Segundo ponto: Se o homem não quiser ser pai, que ele também tome as providências cabíveis para isso, pois para ocorrer uma gestação é preciso ter duas pessoas… Qualquer um que não se cuidar, corre o risco de engravidar e ser pai, mesmo “sem querer”.
Terceiro ponto: Qualquer que seja o caminho escolhido pelos pais, a criança não é responsável por isso e não pode ser penalizada.
O Superior Tribunal de Justiça precisou analisar um caso em que o pai saiu para registrar o nome da criança com o nome acordado entre eles e acabou registrando com o nome do anticoncepcional que a mulher tomava quando estava engravidou.
Nesse caso, o Superior Tribunal de Justiça entendeu sobre a possibilidade de alteração do nome porque houve uma quebra do pacto realizado entre mãe e pai para que esse registrasse pelo nome escolhido entre o casal.
Considerando que pai e mãe tem o mesmo poder familiar, um não se sobressaindo sobre o outro a escolha do nome dos filhos é do casal, e uma vez acordado um nome, o outro não pode – a seu bel prazer alterá-lo, ainda mais, nesse caso que fez a opção de colocar o nome de forma ofensiva e pejorativa.
A nossa legislação parte da ideia da imutabilidade do nome, sendo apenas uns poucos casos que a lei autoriza essa mudança. Dessa forma, a genitora da criança precisou buscar a defensoria pública para que essa movesse a ação para alterar o nome da criança.
E cerca de quatro anos depois veio o resultado positivo. Superior Tribunal de Justiça, por sua 3ª. Turma, proferiu a decisão para que fosse possível a mudança desse nome, buscando assim proteger a criança e vedar que o pai pudesse escolher o nome de forma aleatória ofendendo assim, também o princípio da boa-fé.
Vejamos a ementa do referido julgado:
CIVIL. PROCESSUAL CIVIL. DIREITO DE FAMÍLIA. DIREITO AO NOME.

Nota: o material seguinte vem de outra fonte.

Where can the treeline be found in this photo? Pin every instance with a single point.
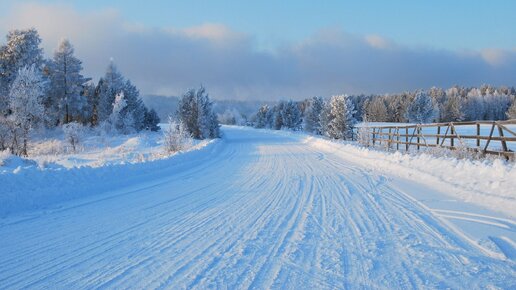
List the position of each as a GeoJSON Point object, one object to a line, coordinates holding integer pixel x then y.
{"type": "Point", "coordinates": [335, 117]}
{"type": "Point", "coordinates": [36, 92]}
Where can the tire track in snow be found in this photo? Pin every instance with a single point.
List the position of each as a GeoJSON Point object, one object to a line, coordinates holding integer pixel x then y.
{"type": "Point", "coordinates": [266, 212]}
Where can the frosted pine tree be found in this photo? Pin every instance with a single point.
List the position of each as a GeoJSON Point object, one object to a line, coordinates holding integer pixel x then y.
{"type": "Point", "coordinates": [341, 120]}
{"type": "Point", "coordinates": [112, 83]}
{"type": "Point", "coordinates": [66, 84]}
{"type": "Point", "coordinates": [135, 107]}
{"type": "Point", "coordinates": [151, 120]}
{"type": "Point", "coordinates": [511, 112]}
{"type": "Point", "coordinates": [291, 116]}
{"type": "Point", "coordinates": [206, 118]}
{"type": "Point", "coordinates": [21, 50]}
{"type": "Point", "coordinates": [187, 112]}
{"type": "Point", "coordinates": [313, 116]}
{"type": "Point", "coordinates": [422, 109]}
{"type": "Point", "coordinates": [195, 111]}
{"type": "Point", "coordinates": [452, 110]}
{"type": "Point", "coordinates": [26, 105]}
{"type": "Point", "coordinates": [116, 121]}
{"type": "Point", "coordinates": [261, 117]}
{"type": "Point", "coordinates": [376, 110]}
{"type": "Point", "coordinates": [277, 118]}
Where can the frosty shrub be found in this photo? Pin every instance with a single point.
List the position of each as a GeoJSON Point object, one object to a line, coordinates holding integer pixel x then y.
{"type": "Point", "coordinates": [73, 133]}
{"type": "Point", "coordinates": [176, 136]}
{"type": "Point", "coordinates": [363, 135]}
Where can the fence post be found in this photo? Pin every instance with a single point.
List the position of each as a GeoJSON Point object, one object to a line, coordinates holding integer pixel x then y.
{"type": "Point", "coordinates": [397, 138]}
{"type": "Point", "coordinates": [452, 134]}
{"type": "Point", "coordinates": [478, 135]}
{"type": "Point", "coordinates": [406, 139]}
{"type": "Point", "coordinates": [418, 134]}
{"type": "Point", "coordinates": [438, 133]}
{"type": "Point", "coordinates": [504, 143]}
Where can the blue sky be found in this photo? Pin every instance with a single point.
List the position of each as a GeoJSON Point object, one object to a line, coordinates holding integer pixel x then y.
{"type": "Point", "coordinates": [272, 49]}
{"type": "Point", "coordinates": [457, 24]}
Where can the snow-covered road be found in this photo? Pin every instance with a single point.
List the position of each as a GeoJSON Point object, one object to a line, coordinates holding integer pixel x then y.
{"type": "Point", "coordinates": [267, 211]}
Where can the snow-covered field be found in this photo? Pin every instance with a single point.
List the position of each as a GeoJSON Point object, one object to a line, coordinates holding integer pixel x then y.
{"type": "Point", "coordinates": [261, 209]}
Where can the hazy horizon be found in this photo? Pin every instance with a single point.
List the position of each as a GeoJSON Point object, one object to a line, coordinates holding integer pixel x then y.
{"type": "Point", "coordinates": [272, 51]}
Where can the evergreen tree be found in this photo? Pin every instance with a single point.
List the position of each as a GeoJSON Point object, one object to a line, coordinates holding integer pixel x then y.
{"type": "Point", "coordinates": [422, 109]}
{"type": "Point", "coordinates": [21, 50]}
{"type": "Point", "coordinates": [511, 112]}
{"type": "Point", "coordinates": [26, 106]}
{"type": "Point", "coordinates": [112, 84]}
{"type": "Point", "coordinates": [66, 84]}
{"type": "Point", "coordinates": [341, 120]}
{"type": "Point", "coordinates": [151, 120]}
{"type": "Point", "coordinates": [261, 117]}
{"type": "Point", "coordinates": [452, 110]}
{"type": "Point", "coordinates": [376, 110]}
{"type": "Point", "coordinates": [291, 116]}
{"type": "Point", "coordinates": [313, 116]}
{"type": "Point", "coordinates": [195, 111]}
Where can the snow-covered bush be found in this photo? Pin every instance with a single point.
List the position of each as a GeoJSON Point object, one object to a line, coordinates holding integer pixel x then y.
{"type": "Point", "coordinates": [422, 109]}
{"type": "Point", "coordinates": [73, 134]}
{"type": "Point", "coordinates": [176, 137]}
{"type": "Point", "coordinates": [511, 112]}
{"type": "Point", "coordinates": [118, 122]}
{"type": "Point", "coordinates": [4, 155]}
{"type": "Point", "coordinates": [313, 116]}
{"type": "Point", "coordinates": [26, 105]}
{"type": "Point", "coordinates": [195, 111]}
{"type": "Point", "coordinates": [363, 133]}
{"type": "Point", "coordinates": [340, 120]}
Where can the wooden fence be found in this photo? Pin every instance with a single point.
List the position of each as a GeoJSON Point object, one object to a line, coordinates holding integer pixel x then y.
{"type": "Point", "coordinates": [486, 137]}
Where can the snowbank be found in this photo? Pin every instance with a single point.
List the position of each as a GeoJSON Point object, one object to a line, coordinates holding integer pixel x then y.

ELEMENTO ESTRUTURANTE DOS DIREITOS DA PERSONALIDADE E DA DIGNIDADE DA PESSOA HUMANA. MODIFICAÇÃO DO NOME DELINEADA EM HIPÓTESES RESTRITIVAS E EM CARÁTER EXCEPCIONAL. FLEXIBILIZAÇÃO JURISPRUDENCIAL DAS REGRAS. ATRIBUIÇÃO DE NOME AO FILHO. EXERCÍCIO DO PODER FAMILIAR QUE PRESSUPÕE BILATERALIDADE E CONSENSUALIDADE. INADMISSÃO DA AUTOTUTELA. ATO DO PAI QUE, DESRESPEITANDO CONSENSO DOS GENITORES, ACRESCE UNILATERALMENTE PRENOME À CRIANÇA POR OCASIÃO DO REGISTRO.
VIOLAÇÃO DOS DEVERES DE LEALDADE E BOA-FÉ. ATO ILÍCITO. EXERCÍCIO ABUSIVO DO PODER FAMILIAR. MOTIVAÇÃO SUFICIENTE PARA EXCLUSÃO DO PRENOME INDEVIDAMENTE ACRESCIDO. AUSÊNCIA DE COMPROVAÇÃO DA MÁ-FÉ, INTUITO DE VINGANÇA OU PROPÓSITO DE ATINGIR À GENITORA.
IRRELEVÂNCIA. CONDUTA CENSURÁVEL EM SI MESMA.
1- Ação proposta em 31/08/2017. Recurso especial interposto em 24/09/2019 e atribuído à Relatora em 19/08/2020.
2- O propósito recursal é definir se é admissível a exclusão de prenome da criança na hipótese em que o pai informou, perante o cartório de registro civil, nome diferente daquele que havia sido consensualmente escolhido pelos genitores.
3- O direito ao nome é um dos elementos estruturantes dos direitos da personalidade e da dignidade da pessoa humana, pois diz respeito à própria identidade pessoal do indivíduo, não apenas em relação a si, como também em ambiente familiar e perante a sociedade.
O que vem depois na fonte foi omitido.